Contents owners utilize a variety of techniques to attempt to track and monitor infringement activity involving their assets on peer-to-peer networks. In 2006, for example, a tracking vendor detected about millions of unauthorized distributions on just a few peer-to-peer networks. This piracy issue is even more pervasive on a global scale with only about 10% of the unauthorized distributions originated from U.S. Internet Service Provider (ISP) users.

In an effort to combat piracy activities, antipiracy technology has been developed to help monitor P2P network activity and/or identify the alleged unauthorized distributors and propagators of digital content over P2P networks. This has helped spawn an industry for third party monitoring service providers to aid the owners of digital content. One well-known example of a monitoring company is BayTSP although there are many other companies in this field.

In one scenario, the content owner provides the third party monitoring service with a list of copyrighted digital content that it wishes to protect from improper distribution or otherwise believes may be the subject of infringing activity. This is particularly relevant to motion pictures that are new or recently released.

The monitoring systems attempt to detect the unauthorized distribution of the digital content over various P2P networks along with some identification of the propagators. To determine whether certain specific digital content is being offered on the P2P network, the monitoring service provider connects to the P2P networks and searches for users who are offering copies of the content, typically using crawlers.

Since the digital content is typically large, the file is divided into pieces according to the P2P protocol being utilized in the distribution, wherein a number of users or peers each may have pieces of the file and swap the pieces among each other.

When a P2P peer searches for a particular content file, many different P2P peers are identified as having a copy of portions of that content on their shared directory and enables the requesting peer to download the pieces of content file. As a peer obtains pieces of the content file, these pieces become available for download by other peers.

One of the technical processes used by crawlers to identify users who are propagating digital content over the Internet is that during a download of a piece of the content file, the crawler executes an evidence gathering software program that obtains peer identifying information while the content is downloading.

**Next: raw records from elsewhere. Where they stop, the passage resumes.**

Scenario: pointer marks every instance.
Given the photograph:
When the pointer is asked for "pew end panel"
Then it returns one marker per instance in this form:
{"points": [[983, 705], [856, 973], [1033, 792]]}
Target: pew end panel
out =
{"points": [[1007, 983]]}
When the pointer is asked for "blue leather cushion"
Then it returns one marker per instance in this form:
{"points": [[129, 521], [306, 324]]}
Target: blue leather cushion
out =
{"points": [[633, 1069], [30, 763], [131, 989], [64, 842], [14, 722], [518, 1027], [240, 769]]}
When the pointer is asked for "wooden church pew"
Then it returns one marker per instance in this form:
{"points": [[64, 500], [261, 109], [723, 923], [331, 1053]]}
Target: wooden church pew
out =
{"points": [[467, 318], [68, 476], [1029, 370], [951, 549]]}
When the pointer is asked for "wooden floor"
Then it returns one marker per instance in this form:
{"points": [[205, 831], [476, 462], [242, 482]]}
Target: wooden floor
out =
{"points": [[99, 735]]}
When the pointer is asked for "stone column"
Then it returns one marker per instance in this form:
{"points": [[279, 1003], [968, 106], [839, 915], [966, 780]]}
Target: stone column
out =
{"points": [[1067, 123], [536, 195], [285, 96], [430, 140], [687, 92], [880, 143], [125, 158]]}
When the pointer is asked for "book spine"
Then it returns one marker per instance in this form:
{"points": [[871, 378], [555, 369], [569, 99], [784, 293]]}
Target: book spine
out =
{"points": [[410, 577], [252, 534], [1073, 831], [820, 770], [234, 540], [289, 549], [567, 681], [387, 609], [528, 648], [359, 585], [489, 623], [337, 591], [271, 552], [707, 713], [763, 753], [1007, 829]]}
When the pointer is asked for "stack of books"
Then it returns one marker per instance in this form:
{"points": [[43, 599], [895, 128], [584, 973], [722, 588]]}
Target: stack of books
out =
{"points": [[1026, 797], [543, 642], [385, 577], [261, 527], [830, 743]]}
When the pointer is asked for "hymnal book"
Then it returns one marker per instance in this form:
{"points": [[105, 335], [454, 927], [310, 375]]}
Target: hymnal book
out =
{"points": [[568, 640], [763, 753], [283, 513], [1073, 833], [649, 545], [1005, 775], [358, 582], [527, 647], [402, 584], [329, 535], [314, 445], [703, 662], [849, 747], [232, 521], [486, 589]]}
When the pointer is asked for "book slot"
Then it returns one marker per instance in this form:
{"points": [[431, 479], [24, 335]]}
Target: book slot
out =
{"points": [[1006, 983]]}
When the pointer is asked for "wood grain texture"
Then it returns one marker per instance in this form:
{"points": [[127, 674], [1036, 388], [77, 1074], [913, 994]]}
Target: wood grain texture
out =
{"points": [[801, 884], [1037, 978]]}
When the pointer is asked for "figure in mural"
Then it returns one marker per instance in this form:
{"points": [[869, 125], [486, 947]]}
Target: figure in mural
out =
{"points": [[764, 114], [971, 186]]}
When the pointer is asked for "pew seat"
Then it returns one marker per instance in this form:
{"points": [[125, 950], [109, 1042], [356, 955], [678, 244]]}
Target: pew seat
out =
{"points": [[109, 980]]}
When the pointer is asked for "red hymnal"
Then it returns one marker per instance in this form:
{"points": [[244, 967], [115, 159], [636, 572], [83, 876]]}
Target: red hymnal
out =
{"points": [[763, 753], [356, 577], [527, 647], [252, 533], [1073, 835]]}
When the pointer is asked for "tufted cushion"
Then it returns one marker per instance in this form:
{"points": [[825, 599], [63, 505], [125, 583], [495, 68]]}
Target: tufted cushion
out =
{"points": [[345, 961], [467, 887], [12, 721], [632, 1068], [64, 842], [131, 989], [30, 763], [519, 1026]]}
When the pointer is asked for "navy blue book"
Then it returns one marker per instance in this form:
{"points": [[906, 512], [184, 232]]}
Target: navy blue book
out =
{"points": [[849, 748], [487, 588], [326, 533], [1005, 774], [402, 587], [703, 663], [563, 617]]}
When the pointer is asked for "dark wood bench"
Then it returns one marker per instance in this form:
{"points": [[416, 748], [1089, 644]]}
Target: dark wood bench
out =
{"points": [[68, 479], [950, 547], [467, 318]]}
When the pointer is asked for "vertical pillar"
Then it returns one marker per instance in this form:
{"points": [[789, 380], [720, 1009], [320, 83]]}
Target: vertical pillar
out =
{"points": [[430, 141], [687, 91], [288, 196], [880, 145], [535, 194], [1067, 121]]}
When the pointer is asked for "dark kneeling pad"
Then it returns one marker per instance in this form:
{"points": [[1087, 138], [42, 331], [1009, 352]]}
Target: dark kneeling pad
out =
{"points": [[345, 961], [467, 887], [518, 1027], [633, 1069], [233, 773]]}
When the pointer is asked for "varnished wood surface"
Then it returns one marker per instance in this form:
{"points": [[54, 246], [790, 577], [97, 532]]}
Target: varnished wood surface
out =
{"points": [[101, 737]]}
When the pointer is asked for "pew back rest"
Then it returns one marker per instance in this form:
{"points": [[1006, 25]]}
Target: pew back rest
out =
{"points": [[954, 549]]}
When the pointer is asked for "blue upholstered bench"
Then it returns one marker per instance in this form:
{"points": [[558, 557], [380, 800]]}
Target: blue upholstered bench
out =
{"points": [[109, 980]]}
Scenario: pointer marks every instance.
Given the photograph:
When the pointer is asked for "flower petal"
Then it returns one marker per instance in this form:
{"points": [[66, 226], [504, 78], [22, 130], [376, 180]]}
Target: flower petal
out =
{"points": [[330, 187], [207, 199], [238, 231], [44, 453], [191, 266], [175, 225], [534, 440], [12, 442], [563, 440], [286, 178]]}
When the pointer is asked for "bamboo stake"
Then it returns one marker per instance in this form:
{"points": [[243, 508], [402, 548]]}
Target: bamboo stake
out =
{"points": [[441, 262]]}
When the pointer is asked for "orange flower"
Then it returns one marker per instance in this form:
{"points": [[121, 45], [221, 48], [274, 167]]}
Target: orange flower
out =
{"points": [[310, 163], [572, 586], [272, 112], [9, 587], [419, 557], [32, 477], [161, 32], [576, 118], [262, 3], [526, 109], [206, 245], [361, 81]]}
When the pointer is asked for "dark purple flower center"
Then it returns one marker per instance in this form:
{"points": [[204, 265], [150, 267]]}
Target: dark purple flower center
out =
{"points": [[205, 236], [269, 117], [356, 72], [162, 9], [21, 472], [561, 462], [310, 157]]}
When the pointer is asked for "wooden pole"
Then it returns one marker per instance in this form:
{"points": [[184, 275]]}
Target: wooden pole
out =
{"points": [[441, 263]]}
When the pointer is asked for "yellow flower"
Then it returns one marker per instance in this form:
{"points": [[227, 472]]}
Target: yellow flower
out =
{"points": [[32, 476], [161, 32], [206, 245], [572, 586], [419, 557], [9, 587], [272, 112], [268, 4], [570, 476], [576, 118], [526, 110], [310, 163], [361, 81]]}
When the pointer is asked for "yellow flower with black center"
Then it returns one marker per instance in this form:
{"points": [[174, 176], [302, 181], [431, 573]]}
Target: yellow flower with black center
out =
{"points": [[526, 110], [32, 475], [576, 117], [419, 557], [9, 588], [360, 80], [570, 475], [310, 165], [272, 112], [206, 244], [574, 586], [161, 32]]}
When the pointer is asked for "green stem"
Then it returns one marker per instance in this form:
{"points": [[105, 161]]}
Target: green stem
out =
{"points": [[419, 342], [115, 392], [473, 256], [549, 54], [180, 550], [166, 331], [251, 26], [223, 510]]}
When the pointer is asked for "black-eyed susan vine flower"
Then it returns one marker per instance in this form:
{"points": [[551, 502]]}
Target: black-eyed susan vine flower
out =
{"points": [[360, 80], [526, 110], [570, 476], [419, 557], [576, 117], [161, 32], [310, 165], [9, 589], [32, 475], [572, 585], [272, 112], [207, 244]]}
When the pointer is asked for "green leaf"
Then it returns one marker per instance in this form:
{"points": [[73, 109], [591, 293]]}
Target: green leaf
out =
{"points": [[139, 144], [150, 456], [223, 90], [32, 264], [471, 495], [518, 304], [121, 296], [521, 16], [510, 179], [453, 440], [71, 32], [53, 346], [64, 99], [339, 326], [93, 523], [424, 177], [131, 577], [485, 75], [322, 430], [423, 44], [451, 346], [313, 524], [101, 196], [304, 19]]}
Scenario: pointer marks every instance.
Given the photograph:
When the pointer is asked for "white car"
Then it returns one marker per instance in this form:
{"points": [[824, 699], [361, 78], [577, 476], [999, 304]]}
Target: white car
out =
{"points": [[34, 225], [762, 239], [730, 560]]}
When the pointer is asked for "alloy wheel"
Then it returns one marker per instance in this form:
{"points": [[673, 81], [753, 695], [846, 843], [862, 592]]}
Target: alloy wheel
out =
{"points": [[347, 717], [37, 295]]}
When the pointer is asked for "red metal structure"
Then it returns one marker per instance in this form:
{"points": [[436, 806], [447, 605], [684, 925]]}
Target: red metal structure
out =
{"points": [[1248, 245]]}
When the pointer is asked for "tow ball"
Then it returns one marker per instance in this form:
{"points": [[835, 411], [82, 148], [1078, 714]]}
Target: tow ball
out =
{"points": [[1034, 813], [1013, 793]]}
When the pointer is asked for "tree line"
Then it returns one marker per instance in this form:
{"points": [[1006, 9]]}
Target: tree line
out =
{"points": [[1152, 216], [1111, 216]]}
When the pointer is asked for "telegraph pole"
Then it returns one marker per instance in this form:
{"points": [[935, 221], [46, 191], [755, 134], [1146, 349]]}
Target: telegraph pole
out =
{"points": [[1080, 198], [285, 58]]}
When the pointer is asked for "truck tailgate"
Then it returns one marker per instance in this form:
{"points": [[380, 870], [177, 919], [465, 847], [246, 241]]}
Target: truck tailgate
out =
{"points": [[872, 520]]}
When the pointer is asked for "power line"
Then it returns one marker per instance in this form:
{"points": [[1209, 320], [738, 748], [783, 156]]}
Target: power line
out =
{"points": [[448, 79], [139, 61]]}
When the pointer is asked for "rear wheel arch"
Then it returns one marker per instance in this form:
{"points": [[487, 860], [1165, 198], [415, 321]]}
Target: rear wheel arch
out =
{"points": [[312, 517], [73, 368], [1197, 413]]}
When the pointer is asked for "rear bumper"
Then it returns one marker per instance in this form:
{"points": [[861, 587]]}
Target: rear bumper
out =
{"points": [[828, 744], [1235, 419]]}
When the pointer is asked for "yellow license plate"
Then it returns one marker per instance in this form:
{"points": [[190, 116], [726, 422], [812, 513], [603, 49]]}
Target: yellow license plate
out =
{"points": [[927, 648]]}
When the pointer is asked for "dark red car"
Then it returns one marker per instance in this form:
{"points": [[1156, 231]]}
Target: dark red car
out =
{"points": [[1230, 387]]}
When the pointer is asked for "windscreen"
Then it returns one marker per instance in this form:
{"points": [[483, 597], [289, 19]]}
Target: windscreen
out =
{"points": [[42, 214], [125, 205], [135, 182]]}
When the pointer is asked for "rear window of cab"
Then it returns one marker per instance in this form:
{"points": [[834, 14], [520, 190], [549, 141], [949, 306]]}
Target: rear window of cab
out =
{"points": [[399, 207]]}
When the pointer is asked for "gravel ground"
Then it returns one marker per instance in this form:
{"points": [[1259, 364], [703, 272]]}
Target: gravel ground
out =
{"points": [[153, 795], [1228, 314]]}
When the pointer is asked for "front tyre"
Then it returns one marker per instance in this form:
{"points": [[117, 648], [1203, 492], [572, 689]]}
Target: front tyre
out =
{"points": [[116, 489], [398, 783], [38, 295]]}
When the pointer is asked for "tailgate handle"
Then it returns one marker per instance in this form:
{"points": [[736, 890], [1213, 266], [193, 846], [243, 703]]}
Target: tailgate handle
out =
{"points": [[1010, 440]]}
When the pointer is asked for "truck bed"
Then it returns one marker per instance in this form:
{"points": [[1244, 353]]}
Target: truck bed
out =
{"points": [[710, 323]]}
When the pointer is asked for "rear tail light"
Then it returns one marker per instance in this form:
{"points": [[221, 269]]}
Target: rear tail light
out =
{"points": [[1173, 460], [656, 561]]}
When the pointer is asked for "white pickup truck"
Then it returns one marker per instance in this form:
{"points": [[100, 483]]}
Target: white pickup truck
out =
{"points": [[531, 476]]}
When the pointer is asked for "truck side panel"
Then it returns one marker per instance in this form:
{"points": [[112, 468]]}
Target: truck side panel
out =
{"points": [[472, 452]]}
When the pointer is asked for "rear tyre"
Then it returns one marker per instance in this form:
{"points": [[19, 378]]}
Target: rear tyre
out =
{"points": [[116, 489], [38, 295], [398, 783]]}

One such identifying data is the IP address.

The dynamic IP address is a unique numerical identifier that is automatically assigned to a user by its Internet Service Provider (ISP) each time a user logs on to the network. Although a subscriber may be assigned a different IP address at each login, ISPs are assigned certain blocks or ranges of IP addresses that help the identification process. In addition, ISPs keep track of the IP addresses assigned to its subscribers at any given moment and retain user logs of their activity. Thus, the ISP can identify a specific ISP subscriber by the IP address and the date and time of interest and use the user logs to further identify the name and address of the ISP subscriber who was assigned that IP address at that date and time.

In addition to the content file and IP address, some monitoring services also simultaneously download other publicly available identifying information from the network user. For example, from each participant in the swarm that provided some content file to the monitoring peer (e.g.: crawler), the crawler can download and record for each file downloaded: the video file's metadata (digital data about the file), such as its title and file size, which is not part of the actual video content but that is attached to the digital file and helps identify the content of the file; the time and date at which the file was downloaded from the user; the IP address assigned to each user at the time of activity; and the percentage of the file the user is offering on his or her computer. This information is generally used to create evidence logs about each user and stored for subsequent processing. The content owner can utilize the information from the monitoring service to confirm that the file downloaded was an improper distribution of copyrighted content.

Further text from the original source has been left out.